Abstract

A reliable computer-aided method for Parkinson’s disease (PD) detection can slow down its progression and improve the life quality of patients. In this study, a new non-invasive and cost-effective method based on the online analysis of handwriting signals has been proposed. First, the dynamic handwriting signals have been converted into two graphical representations of the variability rate.

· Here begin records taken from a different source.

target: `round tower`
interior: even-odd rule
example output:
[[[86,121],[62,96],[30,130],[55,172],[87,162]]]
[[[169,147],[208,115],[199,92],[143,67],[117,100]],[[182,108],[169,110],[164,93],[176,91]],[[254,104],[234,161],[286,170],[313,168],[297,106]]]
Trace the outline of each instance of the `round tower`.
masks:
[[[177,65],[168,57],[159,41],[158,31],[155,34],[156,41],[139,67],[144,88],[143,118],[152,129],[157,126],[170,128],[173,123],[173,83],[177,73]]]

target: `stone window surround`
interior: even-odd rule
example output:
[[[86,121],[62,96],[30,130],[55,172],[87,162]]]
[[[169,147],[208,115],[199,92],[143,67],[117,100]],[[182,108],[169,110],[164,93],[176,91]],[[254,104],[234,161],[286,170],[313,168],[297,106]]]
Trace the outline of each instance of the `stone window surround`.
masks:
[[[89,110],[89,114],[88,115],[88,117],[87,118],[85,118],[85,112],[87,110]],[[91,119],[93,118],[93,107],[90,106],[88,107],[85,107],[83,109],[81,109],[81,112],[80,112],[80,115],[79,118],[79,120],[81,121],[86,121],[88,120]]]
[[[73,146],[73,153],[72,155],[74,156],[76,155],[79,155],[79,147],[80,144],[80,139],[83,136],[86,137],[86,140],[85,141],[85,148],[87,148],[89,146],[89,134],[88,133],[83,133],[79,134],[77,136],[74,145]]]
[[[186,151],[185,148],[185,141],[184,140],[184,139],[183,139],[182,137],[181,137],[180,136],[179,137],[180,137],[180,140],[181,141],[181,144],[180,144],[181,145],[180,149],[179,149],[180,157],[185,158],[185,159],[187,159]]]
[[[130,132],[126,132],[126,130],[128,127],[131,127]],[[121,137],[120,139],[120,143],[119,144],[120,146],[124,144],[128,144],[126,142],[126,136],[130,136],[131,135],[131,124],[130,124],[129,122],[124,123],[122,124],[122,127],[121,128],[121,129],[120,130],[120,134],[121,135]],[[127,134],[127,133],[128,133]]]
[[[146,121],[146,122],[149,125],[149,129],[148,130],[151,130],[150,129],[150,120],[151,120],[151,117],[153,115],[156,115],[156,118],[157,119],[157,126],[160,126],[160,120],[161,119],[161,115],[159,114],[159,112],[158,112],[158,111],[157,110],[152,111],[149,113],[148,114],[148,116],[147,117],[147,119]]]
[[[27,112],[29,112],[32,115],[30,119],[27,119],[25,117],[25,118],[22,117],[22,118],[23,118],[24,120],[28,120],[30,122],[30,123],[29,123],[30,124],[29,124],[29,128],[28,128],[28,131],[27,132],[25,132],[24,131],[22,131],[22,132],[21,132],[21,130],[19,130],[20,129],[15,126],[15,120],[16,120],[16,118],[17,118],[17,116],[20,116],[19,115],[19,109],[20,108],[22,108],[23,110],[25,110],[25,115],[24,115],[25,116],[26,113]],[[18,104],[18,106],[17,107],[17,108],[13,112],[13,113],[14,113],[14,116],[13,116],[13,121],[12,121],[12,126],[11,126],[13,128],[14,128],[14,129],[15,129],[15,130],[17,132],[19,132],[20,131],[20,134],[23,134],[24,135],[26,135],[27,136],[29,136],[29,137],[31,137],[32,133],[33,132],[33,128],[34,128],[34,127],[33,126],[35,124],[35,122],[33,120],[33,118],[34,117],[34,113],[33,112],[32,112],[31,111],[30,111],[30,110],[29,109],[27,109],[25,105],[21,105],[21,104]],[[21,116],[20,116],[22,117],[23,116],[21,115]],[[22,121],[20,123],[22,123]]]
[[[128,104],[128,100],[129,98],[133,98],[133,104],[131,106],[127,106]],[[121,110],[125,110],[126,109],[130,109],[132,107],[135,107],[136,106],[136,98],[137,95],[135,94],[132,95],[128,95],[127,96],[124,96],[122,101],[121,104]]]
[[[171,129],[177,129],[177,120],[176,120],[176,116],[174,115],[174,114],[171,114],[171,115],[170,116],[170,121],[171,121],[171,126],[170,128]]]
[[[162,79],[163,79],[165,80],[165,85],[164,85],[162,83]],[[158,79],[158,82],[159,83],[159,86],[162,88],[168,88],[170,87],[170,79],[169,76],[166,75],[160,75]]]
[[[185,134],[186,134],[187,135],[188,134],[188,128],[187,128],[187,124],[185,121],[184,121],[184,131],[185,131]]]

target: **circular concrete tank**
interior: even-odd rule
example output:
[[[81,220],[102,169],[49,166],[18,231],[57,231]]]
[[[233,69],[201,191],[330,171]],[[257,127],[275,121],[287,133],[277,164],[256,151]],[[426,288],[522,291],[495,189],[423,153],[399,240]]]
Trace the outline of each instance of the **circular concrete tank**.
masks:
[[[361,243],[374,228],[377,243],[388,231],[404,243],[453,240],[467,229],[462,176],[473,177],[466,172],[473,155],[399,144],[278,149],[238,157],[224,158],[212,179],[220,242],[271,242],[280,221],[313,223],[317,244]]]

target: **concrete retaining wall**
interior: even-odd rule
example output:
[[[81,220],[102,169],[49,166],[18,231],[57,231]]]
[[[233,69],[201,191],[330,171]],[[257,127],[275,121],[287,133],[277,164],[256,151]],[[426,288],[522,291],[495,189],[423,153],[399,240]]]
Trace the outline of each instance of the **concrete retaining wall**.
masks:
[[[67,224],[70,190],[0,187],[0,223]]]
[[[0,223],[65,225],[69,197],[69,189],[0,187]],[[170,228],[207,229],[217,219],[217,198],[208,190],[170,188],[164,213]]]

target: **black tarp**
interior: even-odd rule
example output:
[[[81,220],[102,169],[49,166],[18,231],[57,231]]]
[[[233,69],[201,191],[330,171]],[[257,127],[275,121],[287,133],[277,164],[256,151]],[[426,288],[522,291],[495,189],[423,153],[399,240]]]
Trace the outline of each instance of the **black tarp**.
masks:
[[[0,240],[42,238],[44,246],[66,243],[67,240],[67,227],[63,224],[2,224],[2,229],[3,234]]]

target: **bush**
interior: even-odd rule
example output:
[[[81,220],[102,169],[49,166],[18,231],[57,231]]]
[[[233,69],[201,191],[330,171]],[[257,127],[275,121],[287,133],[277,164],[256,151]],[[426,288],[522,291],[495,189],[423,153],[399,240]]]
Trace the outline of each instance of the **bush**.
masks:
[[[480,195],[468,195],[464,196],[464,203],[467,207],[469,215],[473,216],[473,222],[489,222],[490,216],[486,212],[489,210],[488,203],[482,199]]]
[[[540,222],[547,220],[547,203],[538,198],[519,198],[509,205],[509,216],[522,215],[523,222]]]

Then, two new feasible features, including area of the analytic signal representation and area of the second-order difference plot, have been used to quantify the variability rate of handwriting signals. A statistical test and support vector machine classifier have been applied in a comparative study to test the impact of each variability feature, writing task, and time sequence on the detection performance, separately.The obtained results on PaHaW database with 35 Parkinson’s disease patients and 36 healthy controls have shown that the proposed method of handwriting variability feature extraction has effective performance and the capability for the PD detection. It has achieved an average sensitivity of 86.26% with only two types of features, providing a trade-off between the performance, the computational complexity, and interpretability of the motor patterns from the point of view of clinicians and neuropsychologists. X-coordinate time-series and writing a sentence can achieve superior accuracy and robustness in the presence of individual differences. The experimental results have demonstrated that extracting the variability features that used graphical representations of the global changes in oscillatory mode has the ability to clinically describe the pathological dynamics of the handwriting signals for the PD identification.